What is the need to implement Serializable interface (with no methods) for objects which are to be serialized ?
The Java API says -
- If its not implemented then it will throw java.io.NotSerializableException.
That's because of the following code in ObjectOutputStream.java
............................
writeObject0(Object obj, boolean unshared){
.............
} else if (cl.isArray()) {
writeArray(obj, desc, unshared);
} else if (obj instanceof Serializable) {
writeOrdinaryObject(obj, desc, unshared);
} else {
throw new NotSerializableException(cl.getName());
}
................
But my question is why its necessary to implement Serializable and thereby inform or tell Java/JVM that a class can be serialized. (Is it only to avoid the exception ?).
In this is the case, If we write a similar functionality which writes objects to streams without the check of whether the class in an instanceOf Serializable, Will the objects of a class not implemneting Serializable serialized ?
Any help is appreciated.
It's a good question.
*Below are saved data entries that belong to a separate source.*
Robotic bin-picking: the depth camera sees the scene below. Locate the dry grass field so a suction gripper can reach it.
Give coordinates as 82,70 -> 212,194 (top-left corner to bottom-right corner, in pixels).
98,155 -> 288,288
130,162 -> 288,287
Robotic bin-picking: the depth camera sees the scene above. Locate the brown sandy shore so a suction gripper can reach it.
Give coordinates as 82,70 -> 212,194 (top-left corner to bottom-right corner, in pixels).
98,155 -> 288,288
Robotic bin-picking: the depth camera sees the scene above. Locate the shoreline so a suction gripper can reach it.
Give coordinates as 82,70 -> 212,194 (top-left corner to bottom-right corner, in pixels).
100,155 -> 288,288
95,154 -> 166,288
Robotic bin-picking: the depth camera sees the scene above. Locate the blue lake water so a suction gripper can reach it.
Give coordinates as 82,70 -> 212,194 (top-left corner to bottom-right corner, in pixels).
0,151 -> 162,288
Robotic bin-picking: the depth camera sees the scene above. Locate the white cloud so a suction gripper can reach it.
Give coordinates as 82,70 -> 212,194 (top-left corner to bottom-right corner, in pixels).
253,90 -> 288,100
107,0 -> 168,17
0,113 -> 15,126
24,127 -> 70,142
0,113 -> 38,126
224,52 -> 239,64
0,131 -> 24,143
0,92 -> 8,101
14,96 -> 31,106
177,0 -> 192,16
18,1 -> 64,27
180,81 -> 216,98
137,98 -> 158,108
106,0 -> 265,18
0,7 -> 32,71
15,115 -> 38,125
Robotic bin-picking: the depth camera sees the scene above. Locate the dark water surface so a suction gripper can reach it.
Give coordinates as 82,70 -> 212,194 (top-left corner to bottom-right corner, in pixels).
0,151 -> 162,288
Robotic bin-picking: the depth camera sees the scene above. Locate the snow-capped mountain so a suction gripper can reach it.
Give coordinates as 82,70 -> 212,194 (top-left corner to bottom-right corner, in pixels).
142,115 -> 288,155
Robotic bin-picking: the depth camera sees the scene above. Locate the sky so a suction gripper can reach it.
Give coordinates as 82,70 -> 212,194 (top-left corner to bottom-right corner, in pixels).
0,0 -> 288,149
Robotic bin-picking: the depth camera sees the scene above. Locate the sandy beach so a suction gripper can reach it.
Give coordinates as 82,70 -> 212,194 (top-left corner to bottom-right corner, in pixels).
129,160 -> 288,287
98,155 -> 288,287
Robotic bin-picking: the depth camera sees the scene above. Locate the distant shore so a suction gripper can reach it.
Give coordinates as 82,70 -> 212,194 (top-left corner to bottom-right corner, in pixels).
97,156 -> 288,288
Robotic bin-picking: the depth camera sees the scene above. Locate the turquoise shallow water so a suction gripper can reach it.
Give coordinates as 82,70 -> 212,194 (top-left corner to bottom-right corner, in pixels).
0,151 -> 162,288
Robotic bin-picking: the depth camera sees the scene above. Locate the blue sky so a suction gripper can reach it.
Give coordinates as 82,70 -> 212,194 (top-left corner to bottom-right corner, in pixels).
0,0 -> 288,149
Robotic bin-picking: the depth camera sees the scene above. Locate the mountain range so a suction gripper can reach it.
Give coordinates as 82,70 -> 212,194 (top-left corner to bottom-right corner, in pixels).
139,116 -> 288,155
The Serializable is know as a marker interface, and can be viewed as a tag on a class to identify it as having capabilities or behaviours. e.g. you can use this to identify classes that you want to serialise that don't have serialVersionUid defined (and this may be an error).
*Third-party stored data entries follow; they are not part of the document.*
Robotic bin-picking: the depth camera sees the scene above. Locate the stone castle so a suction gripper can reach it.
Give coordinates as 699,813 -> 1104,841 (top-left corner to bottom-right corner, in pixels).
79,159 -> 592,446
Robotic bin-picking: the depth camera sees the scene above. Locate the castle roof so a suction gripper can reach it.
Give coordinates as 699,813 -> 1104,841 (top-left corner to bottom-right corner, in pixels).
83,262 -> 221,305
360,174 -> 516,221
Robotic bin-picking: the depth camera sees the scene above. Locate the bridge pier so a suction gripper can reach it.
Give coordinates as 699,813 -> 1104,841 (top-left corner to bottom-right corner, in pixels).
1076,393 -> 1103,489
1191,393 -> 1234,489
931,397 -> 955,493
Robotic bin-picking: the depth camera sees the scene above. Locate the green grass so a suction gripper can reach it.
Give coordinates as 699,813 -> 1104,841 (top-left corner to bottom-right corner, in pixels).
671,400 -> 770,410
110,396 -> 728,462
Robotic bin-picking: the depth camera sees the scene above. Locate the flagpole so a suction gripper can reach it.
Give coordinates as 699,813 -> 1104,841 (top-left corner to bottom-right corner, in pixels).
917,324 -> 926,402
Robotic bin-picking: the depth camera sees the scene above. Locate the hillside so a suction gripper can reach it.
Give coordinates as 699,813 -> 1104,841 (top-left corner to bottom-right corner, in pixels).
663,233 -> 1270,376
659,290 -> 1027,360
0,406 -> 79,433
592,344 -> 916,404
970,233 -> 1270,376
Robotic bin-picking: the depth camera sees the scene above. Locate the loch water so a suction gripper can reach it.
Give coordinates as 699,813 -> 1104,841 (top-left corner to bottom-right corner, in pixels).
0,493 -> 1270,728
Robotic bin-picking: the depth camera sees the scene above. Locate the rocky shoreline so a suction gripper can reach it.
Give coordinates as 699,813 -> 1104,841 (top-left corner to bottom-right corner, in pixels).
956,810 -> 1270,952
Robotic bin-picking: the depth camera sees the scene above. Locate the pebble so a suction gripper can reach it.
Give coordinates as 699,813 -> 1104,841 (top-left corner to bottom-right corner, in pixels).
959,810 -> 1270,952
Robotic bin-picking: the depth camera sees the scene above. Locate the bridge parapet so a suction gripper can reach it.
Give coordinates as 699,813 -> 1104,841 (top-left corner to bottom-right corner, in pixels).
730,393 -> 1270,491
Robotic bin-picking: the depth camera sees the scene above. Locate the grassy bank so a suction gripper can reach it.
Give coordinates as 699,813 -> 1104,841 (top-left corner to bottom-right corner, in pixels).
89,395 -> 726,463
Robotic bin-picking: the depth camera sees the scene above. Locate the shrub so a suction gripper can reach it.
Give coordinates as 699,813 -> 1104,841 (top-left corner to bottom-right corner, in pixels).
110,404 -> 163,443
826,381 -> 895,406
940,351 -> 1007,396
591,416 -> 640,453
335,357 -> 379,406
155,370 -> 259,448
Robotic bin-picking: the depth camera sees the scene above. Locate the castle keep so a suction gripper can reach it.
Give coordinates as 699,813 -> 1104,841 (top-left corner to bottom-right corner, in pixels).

Note that the commonly used serialisation library XStream (and others) don't require Serializable to be defined.
It is needed so that the JVM can know whether or not a class can be safely serialized. Some things (database connections for example) contain state or connections to external resources that cannot really be serialized.
Also, you'll want to make sure that you put a serialVersionUID member in every serializable class to ensure that serialized objects can be de-serialized after a code change or recompile:
// Set to some arbitrary number.
// Change if the definition/structure of the class changes.
private static final long serialVersionUID = 1;
The serialization allows you to save objects directly to binary files without having to parse them to text, write the string out and then create a new object, and parse the string inputs when reading back in. The primary purpose is to allow you to save objects with all their data to a binary file. I found it to be extremely useful when having to work with linked lists containing lots of objects of the same type and I needed to save them and open them.
The reason is that not all classes can be serialized. Examples:
I/O stuff: InputStream, HTTP connections, channels. They depend on objects created outside the scope of the Java VM and there is no simple way to restore them.
OS resources like windows, images, etc.